Por Marcelo Colleoni

Esta pergunta veio da minha filha de 6 anos, que me pegou de surpresa e, mesmo sabendo a resposta, para aumentar a minha surpresa respondi prontamente: não sei!

Esta situação me fez refletir muito sobre isto.

O cenário desta situação foi o seguinte, nas vésperas de enfrentar o maior desafio esportivo da minha vida, ao me despedir dos meus filhos e começar a viagem para enfrentar tal desafio, com a companhia e apoio da minha esposa, eu pedi para eles torcerem por mim, porque mencionei que correria 42km, daí a fatídica pergunta que me desconsertou.

Seguramente a minha pequenina não tinha ideia do por que eu estava fazendo aquilo, apesar do exemplo ser de uma criança de 6 anos, nos deparamos constantemente com situações similares a esta. Quando criticamos, julgamos e questionamos opções realizadas pelas pessoas.

É fato que as pessoas fazem as suas escolhas por serem as melhores para elas. Mesmo sabendo disto, analisamos as escolhas das pessoas como se nossas fossem e aí, o racional muda e com ele, as críticas, os julgamentos e os questionamentos aparecem.

Se todos escolhessem as mesmas coisas, o mundo seria muito monótono e, consequentemente, com poucas inovações.

Precisamos respeitar mais as opções das pessoas e aceitar, mesmo descordando delas. Desejar mudar o propósito de alguém é o mesmo que deixar de fazer o que quer para sua vida.

Para responder e demonstrar o meu racional sobre o questionamento da minha filha, segue o meu propósito, acredito que ao saber já não irá achar tão estanho assim correr uma maratona, ainda que continue não concordando.

Bom, o começo disto vem do meu nascimento. Eu nasci com a perna direita torta e o pé direito virado para dentro, que fez com que eu tivesse que usar botas com barras de ferro para forçar os pés a ficarem em paralelo enquanto dormia. Este fato para mim era normal que ao ganhar meu primeiro sapato, ainda muito pequeno, sem precisar usar mais as botas, eu estreiei como de costume, dormindo com eles.

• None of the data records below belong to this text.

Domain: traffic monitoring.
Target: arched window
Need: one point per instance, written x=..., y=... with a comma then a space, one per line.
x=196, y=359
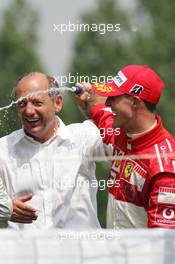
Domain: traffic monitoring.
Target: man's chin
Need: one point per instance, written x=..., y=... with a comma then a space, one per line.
x=33, y=132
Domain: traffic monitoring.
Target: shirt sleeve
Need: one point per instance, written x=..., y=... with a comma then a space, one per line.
x=161, y=209
x=5, y=204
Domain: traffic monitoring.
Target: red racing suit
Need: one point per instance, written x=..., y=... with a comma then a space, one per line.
x=142, y=189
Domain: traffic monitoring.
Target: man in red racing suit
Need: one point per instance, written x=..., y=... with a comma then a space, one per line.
x=142, y=175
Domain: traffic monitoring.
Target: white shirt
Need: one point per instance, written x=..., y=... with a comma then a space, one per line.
x=56, y=172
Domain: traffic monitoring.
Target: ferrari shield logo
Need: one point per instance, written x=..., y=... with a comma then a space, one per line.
x=102, y=87
x=128, y=169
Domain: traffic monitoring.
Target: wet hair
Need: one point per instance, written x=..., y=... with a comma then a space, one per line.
x=53, y=83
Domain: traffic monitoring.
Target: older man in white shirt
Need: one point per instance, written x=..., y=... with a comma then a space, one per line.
x=48, y=164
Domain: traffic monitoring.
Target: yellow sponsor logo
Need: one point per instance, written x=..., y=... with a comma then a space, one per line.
x=103, y=88
x=128, y=169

Adicionalmente ao problema do nascimento, aos 11 anos de idade eu atropelei um carro, isto mesmo, eu atropelei um fusca, corri na direção do carro que não conseguiu evitar a colisão. Bom, para sacramentar o meu problema, o impacto com o carro foi exatamente no joelho direito, sim aquele que nasceu torto.

O resultado, ficou mais evidente a diferença entre as minhas pernas, que hoje tem tamanhos diferentes, a direita tem cerca de 2cm a menos que a esquerda.

A consequência desta situação veio na prática esportiva, onde tive que abandonar vários esportes quando pequeno por não ter resistência no joelho direito. Abandonei o Judô, Ginástica, Vôlei, Bicicross e futebol pela fragilidade do meu joelho. Foi a partir daí que comecei a buscar alternativas para que pudesse conviver com esta situação e conseguir praticar esportes, que tanto gostava.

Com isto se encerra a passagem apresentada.